Re: what could cause this PANIC on enterprise 7.3.4 db?

From: Tom Lane <tgl(at)sss(dot)pgh(dot)pa(dot)us>
To: Andriy Tkachuk <ant(at)imt(dot)com(dot)ua>
Cc: PostgreSQL Development <pgsql-hackers(at)postgresql(dot)org>, Alexey Yahno <yahno(at)imt(dot)com(dot)ua>
Subject: Re: what could cause this PANIC on enterprise 7.3.4 db?
Date: 2003-11-10 14:19:24
Message-ID: 18379.1068473964@sss.pgh.pa.us
Views: Raw Message | Whole Thread | Download mbox | Resend email
Thread:
Lists: pgsql-hackers

Andriy Tkachuk <ant(at)imt(dot)com(dot)ua> writes:
> On Fri, 7 Nov 2003, Tom Lane wrote:
>> Andriy Tkachuk <ant(at)imt(dot)com(dot)ua> writes:
>>> Nov 5 20:22:42 monstr postgres[16071]: [3] PANIC: open of /usr/local/pgsql/data/pg_clog/0040 failed: No such file or directory
>>
>> Could we see ls -l /usr/local/pgsql/data/pg_clog/

> [10:49]/2:ant(at)monstr:~>sudo ls -al /usr/local/pgsql/data/pg_clog
> total 40
> drwx------ 2 pgsql postgres 4096 Nov 7 03:28 .
> drwx------ 6 pgsql root 4096 Oct 23 10:45 ..
> -rw------- 1 pgsql postgres 32768 Nov 10 10:47 000D

Okay, given that the file the code was trying to access is nowhere near
the current or past set of valid transaction numbers, it's pretty clear
that what you have is a corrupted transaction number in some tuple's
header.
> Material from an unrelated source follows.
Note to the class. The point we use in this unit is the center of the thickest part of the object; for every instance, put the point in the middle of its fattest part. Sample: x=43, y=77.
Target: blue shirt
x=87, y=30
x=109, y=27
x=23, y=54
The odds are that not only the transaction number is affected;
usually when we see something like this, anywhere from dozens to
hundreds of bytes have been replaced by garbage data.

In the cases I've been able to study in the past, the cause seemed to
be faulty hardware or possibly kernel bugs --- for instance someone
recently reported a case where a whole kilobyte of a Postgres file had
been replaced with what seemed to be part of a mail message. I'd
ascribe that to either a disk drive writing a sector at the wrong place,
or the kernel getting confused about which buffer held which file.
So I'd recommend running some hardware diagnostics and checking to see
if there are errata available for your kernel.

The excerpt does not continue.